When Alfonso d’Este, the Duke of Ferrara, and his wife Lucrezia Borgia, asked for a painting expressing worldly delights, drinking, and sensuality, Giovanni Bellini could not refuse the offer though he was eighty-five and in failing health.
The Feast of the Gods [Il festino degli dei] is one of Ovid’s many Priapic jokes. (1514). It’s a lewd story of how Priapus tried but failed to rape a sleeping nymph, who awakened when Silenus’ donkey brayed. Bellini smoothed out Ovid’s lechery and “amorous fires” so that much of the ribaldry is subtle and requires careful searching. Whether or not Ovid would have enjoyed Bellini’s restraint seems doubtful.
Ovid liked the story of Priapus and the donkey well enough to tell it twice in Fasti, a monthly Roman calendar annotated with tales of gods, goddesses, and other deities, and again in Metamorphosis. His details vary, and the guest list changes, but the story and punch line in Fasti 1 (January) and Fasti 6 (June) is always the same: Priapus is foiled when the donkey brays. In Metamorphosis, however, the emphasis shifts to Lotis, the nymph, while frantically seeking to escape Priapus is transformed into the flower that bears her name.
Bellini borrowed freely from Ovid and perhaps Giovanni di Bonsignore’s contemporary illustrated translation of Metamorphosis [Ovidio Metamorphoses Volgare (1497). Among Bonsignore’s woodcuts are crude and emphasize debauchery. Unidentified guests are left, particularly a man lifting a woman’s dress to reveal her pubic hair. In the center, Selinus’ donkey, tethered to a tree, has already brayed and stands contrite. Lotis, however, is in full flight, chased by Priapis, who has an obvious erection under his jerkin.
Though Ovid calls the party a convocat, it is usually translated as feast or banquet. Bellini calls it a feast, festin but presents it as merenda, used by Italians as a euphemism for a picnic suggesting a light afternoon meal or snack in an alfresco setting but here a bacchanal, drinking party. Ovid doesn’t mention food, but Bellini provides serving plums, peaches, grapes, and quince, all of which have discreet symbolic sexual connotations rather than showing the real thing. What we see is relatively desexualized; Priapus’ erection is hidden, though nymph Lotis’ breasts are exposed. In the front row, the prominent guests of honor sit comfortably, dressed in rustic garb suitable to the informality of a picnic in the woods. Bellini’s original version left the identities of the gods ambiguous, and subsequent revisions by other artists, Dosso Dossi and Titian, significantly added details identifying each guest.)

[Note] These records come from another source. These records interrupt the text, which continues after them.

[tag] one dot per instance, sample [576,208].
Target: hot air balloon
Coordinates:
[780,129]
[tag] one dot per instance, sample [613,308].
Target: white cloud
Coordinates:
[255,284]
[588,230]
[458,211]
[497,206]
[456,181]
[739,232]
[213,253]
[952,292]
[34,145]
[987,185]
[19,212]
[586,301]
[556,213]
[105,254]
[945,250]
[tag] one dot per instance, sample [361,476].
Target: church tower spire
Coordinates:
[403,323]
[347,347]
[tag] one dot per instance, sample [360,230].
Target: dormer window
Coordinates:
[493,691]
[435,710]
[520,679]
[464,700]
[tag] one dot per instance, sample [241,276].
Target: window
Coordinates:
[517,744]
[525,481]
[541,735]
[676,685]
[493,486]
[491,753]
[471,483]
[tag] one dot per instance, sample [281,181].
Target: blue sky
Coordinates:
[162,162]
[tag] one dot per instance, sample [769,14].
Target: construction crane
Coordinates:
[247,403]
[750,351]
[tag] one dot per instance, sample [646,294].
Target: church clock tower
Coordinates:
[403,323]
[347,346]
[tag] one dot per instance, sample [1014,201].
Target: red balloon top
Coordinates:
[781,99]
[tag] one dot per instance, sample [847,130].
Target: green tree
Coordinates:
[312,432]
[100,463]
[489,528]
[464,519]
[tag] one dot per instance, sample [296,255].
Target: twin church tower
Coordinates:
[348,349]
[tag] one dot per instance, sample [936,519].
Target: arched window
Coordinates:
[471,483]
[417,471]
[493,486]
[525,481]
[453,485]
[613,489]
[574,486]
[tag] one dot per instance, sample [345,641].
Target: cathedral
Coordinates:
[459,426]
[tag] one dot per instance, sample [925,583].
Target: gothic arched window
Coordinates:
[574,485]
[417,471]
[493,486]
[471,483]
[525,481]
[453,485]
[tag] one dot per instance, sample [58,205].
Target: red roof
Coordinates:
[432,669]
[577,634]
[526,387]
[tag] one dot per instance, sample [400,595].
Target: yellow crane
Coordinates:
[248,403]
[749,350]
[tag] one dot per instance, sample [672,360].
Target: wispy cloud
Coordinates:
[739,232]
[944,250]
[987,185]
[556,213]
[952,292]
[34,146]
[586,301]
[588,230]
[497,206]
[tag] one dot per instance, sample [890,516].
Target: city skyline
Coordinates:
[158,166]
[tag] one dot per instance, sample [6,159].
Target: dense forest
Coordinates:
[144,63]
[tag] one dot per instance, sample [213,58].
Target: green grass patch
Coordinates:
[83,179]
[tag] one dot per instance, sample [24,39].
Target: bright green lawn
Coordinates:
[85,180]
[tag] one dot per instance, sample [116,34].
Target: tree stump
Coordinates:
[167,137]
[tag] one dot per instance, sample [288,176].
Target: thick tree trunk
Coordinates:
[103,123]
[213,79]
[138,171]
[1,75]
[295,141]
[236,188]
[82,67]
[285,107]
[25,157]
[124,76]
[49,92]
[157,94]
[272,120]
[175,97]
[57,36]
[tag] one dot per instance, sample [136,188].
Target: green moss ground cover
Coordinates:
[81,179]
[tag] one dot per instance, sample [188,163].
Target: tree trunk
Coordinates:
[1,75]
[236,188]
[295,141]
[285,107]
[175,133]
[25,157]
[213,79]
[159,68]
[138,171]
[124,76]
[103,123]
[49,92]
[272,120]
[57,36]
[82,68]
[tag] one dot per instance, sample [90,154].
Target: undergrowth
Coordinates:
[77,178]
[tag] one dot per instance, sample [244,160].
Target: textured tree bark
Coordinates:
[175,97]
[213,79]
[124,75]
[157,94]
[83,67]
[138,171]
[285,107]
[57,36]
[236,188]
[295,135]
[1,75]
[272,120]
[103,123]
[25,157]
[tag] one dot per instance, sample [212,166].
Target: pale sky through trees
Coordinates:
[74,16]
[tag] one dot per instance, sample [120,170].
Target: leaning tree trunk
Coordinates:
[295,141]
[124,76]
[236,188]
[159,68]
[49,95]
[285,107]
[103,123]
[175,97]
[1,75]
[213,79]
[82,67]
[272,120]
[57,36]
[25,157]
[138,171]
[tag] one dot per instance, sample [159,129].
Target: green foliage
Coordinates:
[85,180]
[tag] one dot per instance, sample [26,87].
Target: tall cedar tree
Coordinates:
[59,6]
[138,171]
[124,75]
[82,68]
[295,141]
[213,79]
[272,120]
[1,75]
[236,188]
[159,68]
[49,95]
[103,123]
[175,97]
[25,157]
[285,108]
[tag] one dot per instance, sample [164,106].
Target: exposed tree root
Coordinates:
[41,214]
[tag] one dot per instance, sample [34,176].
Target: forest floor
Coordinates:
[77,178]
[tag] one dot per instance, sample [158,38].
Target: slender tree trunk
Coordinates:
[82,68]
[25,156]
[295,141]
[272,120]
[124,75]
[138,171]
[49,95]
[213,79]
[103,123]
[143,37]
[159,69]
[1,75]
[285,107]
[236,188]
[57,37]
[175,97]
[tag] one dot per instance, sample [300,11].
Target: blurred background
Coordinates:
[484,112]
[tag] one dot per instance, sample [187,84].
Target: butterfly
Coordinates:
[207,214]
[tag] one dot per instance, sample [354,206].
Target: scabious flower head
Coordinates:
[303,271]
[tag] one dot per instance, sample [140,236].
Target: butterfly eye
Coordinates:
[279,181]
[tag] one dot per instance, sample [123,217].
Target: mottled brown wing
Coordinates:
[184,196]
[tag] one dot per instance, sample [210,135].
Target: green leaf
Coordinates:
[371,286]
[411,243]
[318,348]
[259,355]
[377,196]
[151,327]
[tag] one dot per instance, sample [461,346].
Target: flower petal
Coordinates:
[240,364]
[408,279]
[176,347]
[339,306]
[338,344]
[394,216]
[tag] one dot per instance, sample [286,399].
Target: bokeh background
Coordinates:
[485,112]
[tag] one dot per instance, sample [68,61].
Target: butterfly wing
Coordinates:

Bellini’s figures in the landscape are static. This arrangement is his preferred structural element, a still life in which the bemused (drunken) gods, goddesses, nymphs, and satyrs are still, posing as if for a group portrait. Priapis has his hand on Lotis’ dress and is about to remove it; the donkey is silent—but not yet. A moment, “raucous braying” will jolt them all from their drowsy reverie. The perfect moment just before the tumult destroys repose.
See Ovid. Fasti. Translated by James George Frazer. Cambridge, MA & London: Loeb Classical Library, Harvard University Press and William Heinemann Ltd., 1931; Thomas J. Sienkewicz. Classical Gods and Heroes in the National Gallery of Art by (Washington, D.C.: University Press of America, 1983); David O. Franz. Festum Voluptatis: A Study of Renaissance Erotica (Columbus: Ohio State University Press, 1989); Adrienne von Lates. “Caravaggio’s Peaches and Academic Puns.” Word and Image 11, 1 (1995); Carolin A. Young. Golden Apples in Settings of Silver (New York, 2003.); Rona Goffen, Giovanni Bellini. New Haven: Yale University Press, 1989
* The National Gallery of Art, Washington, D.C., identifies the picnickers as follows:
Silenus, a woodland god attended by his donkey
Bacchus, the infant god of wine crowned with grape leaves
Silvanus, an old forest god wearing a wreath of pine needles
Mercury, the messenger of the gods carrying his caduceus or herald’s staff
Jupiter, the king of the gods accompanied by an eagle
Persephone, holding a quince, a fruit associated in the ancient world with marriage
Pan, a satyr with a grape wreath who blows on his shepherd’s pipes
Neptune, the god of the sea, sitting beside his trident harpoon
Ceres, the goddess of cereal grains with a wreath of wheat
Apollo, god of the sun and the arts, crowned by laurel and holding a Renaissance stringed musical instrument, the lira da braccio, instead of a classical lyre
Priapus, the god of virility and vineyards with a scythe, used to prune orchards, hanging from the tree above him
Lotis, one of the naiads, is a nymph of freshwater who represents chastity.